Rank Magic

The Importance of Inbound Link Anchor Text for Your SEO

Let’s talk about how important anchor text is on your inbound links from other websites.

First off, what is anchor text?

Links to websites or other pages are usually formatted differently from the rest of the text in a sentence or paragraph so they stand out. Anchor text is simply the word or words you can click on the follow the link.

And it’s more important than you might think.

Two critical factors govern where you rank in search results

Where you rank in any search engine is essentially a function of two variables, relevance and reputation. Relevance has to do with how relevant your page is for the keyword being searched. This is what classic on-page SEO addresses: keyword relevance in your content. The other variable is reputation, which search engines essentially measure by your inbound link profile. This is often termed off-page SEO.

A link with a keyword in the anchor text helps on both accounts.

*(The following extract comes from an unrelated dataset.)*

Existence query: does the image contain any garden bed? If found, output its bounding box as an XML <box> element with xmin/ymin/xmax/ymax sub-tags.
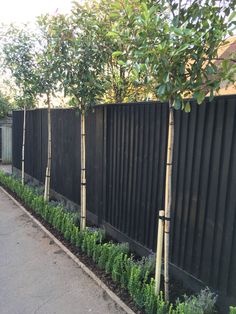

Inbound link reputation value

Authority is a term used to indicate the likelihood of a page ranking well in Google, irrespective of the search term. It’s a measure of the importance of a page. The most common metric is from Moz, called Page Authority and it’s designed to mimic Google’s internal PageRank.

Every page on the web has its own Page Authority, on a scale of 1-100. In simple terms, the more inbound links your page has, the higher its Page Authority. When a web page links to you, it gives your page a fraction of its own Page Authority. So a link from a high authority page is worth many times as much to you as a link from a low authority page.

Inbound link relevance value

Some have alleged that what other web sites say in their links to you matters more than what’s actually on your web site. I don’t believe that’s true, but a famous prank clearly illustrates the power of anchor text.

During the administration of George W. Bush a technique called Google Bombing emerged. If you did a search for “miserable failure” or “worst president”, the #1 result in the search engines was the official WhiteHouse.gov biography of President George W. Bush.

If you had gone to President Bush’s biography and searched for the word “miserable” or the word “worst” you wouldn’t have found either one anywhere on the page. So why did Google think that page was really about those search terms?

Apparently, many bloggers had created links that pointed to President Bush’s biography and said “miserable failure” and “worst president” in the anchor text . Since those words weren’t on his bio page, the #1 result people found in Google was driven entirely by anchor text.

Here’s the moral of the story

Don’t request a link just for the authority value. Make sure you have keywords in the anchor text, too.